Lo specchio cambiò immagine e fece vedere Lisa da grande: raccontava storie bellissime, sapeva ascoltare tutti e inventava mondi pieni di fantasia e subito dopo si ruppe in mille pezzettini che diventarono stelle.

Maestrale e i tre folletti trattennero a fatica un principio di entusiasmo. Bastò uno sguardo per capirlo: forse non tutto era perduto.

“Ultimo test” disse un folletto. “Dai qualcosa che non si vede”.

Lisa non ci pensò nemmeno per sbaglio. Il pensiero fece appena in tempo a partire che lei lo aveva già superato: si lanciò in avanti e abbracciò Maestrale come si abbraccia qualcosa che si stava aspettando da sempre, stringendo vento, nuvole e stupore senza chiedersi se fosse possibile.

Il vento si fermò.

Maestrale sentì il cuore fargli flap flap come una vela che scopre all’improvviso di saper volare.

Una purezza antica gli attraversò il petto, chiara come una mattina senza notizie brutte.

“Avevo dimenticato questa sensazione……”

Si fece più piccolo, quasi educato e sorrise con un sorriso da vento in vacanza.

“Avevo torto. Il mondo non è solo una raffica di guai. Finché esisteranno bambini come te proverò a soffiare piano. Magari a passo di danza”.

Gastone annuì, fece un inchino teatrale ed esclamò:

“Test superato”.

Una brezza gentile, profumata di cose buone e promesse mantenute, avvolse Lisa come uno scialle invisibile.

Poi, sbam!

Lisa sbatté le palpebre ed era di nuovo sulla panchina al suo posto come se nulla fosse successo.

Davanti a lei un gattone color zenzero la fissava immobile con quell’aria da io-so-cose-che-tu-non-sai.

“Gastone……è stato tutto vero?”

Il gatto sbadigliò spalancando la bocca come se stesse mostrando l’universo intero in versione dentata.

“Guarda che i gatti non parlano” rispose con un’aria vagamente altezzosa.

Eppure nei suoi occhi passò un bagliore inatteso, un luccichio lieve di emozione come se due piccole stelle si fossero accordate per fare l’occhiolino.

Alzò la coda tozza, si voltò e se ne andò con l’eleganza discreta di chi ha appena salvato il mondo e non sente il bisogno di dirlo a nessuno.

Ecco l’autobus.

Lisa salì con passo leggero e lo sguardo un po’ stralunato chiedendosi se ciò che era accaduto fosse stato vero oppure solo l’ennesima storia nata dalla sua fantasia troppo vivace.

Eppure tutta quella storia così stramba, improbabile e forse mai successa le aveva messo una fame solenne, una fame da fine del mondo o almeno da fine pomeriggio.

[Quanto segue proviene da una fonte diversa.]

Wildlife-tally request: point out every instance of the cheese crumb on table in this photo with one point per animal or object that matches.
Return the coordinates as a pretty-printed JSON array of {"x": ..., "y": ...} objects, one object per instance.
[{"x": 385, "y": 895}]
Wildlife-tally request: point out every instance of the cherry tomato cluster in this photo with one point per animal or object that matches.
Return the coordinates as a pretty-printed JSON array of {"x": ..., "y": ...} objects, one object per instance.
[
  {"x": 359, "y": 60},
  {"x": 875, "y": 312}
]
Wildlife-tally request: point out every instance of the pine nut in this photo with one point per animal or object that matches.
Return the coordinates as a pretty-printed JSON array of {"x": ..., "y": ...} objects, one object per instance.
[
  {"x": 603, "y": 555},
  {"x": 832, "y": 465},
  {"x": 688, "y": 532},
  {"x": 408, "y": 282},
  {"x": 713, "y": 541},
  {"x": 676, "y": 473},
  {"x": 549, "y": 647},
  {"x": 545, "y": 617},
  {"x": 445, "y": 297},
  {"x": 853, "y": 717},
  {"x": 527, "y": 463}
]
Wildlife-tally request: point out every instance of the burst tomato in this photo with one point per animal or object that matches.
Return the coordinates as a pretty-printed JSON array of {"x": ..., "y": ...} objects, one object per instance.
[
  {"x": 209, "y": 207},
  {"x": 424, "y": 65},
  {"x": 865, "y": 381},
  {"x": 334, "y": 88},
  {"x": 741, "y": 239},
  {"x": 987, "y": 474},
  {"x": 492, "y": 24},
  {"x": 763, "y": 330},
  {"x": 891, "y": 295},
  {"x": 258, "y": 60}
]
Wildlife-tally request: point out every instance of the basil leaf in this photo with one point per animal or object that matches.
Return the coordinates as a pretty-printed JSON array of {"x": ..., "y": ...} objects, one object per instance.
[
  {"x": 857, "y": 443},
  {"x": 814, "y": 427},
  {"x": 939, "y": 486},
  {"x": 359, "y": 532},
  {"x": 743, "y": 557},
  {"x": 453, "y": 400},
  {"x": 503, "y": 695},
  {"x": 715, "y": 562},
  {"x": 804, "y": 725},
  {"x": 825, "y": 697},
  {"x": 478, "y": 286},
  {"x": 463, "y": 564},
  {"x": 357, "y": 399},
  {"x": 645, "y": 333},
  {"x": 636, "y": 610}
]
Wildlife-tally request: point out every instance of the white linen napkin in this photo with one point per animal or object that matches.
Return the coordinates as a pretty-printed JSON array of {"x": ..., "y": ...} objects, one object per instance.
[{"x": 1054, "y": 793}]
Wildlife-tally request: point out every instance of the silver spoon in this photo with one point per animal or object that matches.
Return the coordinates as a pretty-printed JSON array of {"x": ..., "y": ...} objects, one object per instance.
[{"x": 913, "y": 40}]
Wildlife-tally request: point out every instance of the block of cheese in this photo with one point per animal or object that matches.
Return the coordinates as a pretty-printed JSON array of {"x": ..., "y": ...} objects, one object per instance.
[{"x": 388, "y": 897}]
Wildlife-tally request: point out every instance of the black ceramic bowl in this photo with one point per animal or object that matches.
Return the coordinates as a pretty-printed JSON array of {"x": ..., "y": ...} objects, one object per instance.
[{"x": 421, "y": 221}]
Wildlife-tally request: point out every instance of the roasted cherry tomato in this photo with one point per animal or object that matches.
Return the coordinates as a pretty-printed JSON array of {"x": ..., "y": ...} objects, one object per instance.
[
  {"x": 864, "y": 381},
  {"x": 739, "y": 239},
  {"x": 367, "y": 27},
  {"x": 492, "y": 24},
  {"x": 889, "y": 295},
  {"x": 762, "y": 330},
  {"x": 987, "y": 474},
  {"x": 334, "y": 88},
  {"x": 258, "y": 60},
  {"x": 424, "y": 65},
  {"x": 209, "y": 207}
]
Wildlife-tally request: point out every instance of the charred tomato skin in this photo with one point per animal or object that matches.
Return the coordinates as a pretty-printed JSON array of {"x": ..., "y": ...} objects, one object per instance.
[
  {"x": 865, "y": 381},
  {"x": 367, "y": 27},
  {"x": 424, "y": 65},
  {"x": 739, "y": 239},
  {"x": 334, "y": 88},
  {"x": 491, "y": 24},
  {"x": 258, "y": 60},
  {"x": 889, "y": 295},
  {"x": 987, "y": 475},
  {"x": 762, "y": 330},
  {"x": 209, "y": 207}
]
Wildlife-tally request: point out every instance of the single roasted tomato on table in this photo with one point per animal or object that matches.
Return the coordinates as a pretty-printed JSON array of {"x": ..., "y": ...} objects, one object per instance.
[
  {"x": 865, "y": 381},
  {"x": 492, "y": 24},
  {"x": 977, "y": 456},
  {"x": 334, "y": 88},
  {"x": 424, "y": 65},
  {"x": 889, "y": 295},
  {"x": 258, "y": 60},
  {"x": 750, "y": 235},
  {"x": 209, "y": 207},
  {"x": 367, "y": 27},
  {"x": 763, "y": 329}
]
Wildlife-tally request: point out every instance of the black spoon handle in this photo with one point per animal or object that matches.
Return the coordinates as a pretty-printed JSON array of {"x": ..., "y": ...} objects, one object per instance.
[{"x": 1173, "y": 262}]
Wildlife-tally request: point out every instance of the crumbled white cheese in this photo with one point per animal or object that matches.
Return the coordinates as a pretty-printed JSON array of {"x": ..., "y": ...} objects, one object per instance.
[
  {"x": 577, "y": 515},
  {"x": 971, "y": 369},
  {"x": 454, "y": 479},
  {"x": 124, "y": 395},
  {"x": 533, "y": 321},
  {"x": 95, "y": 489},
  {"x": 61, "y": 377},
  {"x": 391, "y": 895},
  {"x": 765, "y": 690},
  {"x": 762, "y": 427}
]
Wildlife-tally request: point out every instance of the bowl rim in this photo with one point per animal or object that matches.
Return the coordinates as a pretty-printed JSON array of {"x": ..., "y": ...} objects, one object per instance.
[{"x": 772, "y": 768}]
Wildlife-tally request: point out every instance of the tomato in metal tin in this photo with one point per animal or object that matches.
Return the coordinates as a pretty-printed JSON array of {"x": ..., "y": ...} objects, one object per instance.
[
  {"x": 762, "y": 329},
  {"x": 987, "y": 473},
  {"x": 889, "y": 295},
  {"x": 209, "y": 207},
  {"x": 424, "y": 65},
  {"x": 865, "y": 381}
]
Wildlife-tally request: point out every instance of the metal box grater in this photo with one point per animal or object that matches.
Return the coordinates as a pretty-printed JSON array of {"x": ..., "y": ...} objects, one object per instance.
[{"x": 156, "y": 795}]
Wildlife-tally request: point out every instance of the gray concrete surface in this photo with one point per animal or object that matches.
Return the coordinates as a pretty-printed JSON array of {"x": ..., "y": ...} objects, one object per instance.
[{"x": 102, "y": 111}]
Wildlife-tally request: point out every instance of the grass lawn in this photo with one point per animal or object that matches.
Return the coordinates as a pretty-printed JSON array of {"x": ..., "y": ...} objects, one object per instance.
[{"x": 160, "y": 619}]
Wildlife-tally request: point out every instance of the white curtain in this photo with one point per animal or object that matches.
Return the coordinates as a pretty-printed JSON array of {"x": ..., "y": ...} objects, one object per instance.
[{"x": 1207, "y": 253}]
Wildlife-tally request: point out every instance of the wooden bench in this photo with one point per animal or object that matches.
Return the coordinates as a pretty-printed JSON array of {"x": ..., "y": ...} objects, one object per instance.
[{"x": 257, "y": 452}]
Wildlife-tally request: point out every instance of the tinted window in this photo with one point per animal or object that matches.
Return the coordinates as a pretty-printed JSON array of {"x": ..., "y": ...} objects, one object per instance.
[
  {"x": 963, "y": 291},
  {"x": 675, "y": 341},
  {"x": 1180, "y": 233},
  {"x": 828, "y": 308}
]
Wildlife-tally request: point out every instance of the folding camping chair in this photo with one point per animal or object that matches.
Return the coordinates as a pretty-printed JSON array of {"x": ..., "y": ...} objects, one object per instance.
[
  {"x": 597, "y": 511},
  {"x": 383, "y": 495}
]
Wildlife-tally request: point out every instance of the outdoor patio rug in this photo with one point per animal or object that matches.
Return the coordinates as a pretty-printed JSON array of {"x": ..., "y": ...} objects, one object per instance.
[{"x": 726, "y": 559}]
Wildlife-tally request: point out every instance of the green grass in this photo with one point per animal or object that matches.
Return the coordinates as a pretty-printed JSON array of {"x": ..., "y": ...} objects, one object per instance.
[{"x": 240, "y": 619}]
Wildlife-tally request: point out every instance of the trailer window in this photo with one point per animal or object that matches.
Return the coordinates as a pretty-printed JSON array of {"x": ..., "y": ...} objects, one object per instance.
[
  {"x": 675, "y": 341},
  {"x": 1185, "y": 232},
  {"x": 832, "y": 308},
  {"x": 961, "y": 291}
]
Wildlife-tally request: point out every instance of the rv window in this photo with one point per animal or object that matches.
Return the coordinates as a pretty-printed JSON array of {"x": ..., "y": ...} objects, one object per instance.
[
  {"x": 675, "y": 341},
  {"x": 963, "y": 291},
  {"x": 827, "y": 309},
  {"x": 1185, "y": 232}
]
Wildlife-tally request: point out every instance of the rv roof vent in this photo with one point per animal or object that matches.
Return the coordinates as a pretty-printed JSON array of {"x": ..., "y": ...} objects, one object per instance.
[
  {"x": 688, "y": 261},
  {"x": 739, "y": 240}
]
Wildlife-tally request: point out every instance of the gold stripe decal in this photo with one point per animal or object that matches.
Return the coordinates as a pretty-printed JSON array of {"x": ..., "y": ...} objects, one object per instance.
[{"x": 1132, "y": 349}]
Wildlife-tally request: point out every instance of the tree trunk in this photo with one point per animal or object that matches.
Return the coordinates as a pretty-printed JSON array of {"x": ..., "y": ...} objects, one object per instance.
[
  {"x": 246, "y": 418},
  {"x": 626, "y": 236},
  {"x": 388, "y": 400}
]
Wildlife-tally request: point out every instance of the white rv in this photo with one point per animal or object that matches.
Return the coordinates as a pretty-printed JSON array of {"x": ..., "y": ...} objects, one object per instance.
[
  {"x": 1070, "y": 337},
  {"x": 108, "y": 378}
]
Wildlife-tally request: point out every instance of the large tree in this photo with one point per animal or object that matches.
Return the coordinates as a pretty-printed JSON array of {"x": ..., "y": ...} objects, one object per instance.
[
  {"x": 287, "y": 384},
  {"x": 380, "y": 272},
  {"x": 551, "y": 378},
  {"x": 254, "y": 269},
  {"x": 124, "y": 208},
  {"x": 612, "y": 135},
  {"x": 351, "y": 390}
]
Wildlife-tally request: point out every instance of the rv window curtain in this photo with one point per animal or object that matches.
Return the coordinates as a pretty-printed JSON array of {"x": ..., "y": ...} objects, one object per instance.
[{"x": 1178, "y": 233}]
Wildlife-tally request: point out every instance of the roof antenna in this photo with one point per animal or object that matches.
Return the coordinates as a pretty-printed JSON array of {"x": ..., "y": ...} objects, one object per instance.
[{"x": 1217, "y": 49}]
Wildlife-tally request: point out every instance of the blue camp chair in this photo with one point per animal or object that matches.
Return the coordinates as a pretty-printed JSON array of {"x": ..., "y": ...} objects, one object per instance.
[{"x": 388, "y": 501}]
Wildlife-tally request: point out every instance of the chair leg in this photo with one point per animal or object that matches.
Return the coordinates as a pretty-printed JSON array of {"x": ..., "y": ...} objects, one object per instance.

“È ora della merenda”, pensò, con la serietà delle decisioni importanti.

Allungò la mano nello zaino e, sorpresa delle sorprese, trovò il fiocchetto blu.

Profumava ancora di mirtilli, di vento buono e di quella magia gentile che non chiede spiegazioni.

Fuori il Maestrale si era calmato.

E forse, da qualche parte tra il mare e i sogni, aveva davvero imparato a ballare più piano.

Dedicato a questi giorni di vento,
nel giorno del mio compleanno
e a quel nuovo inizio che ha deciso di soffiare proprio qui, oggi, adesso.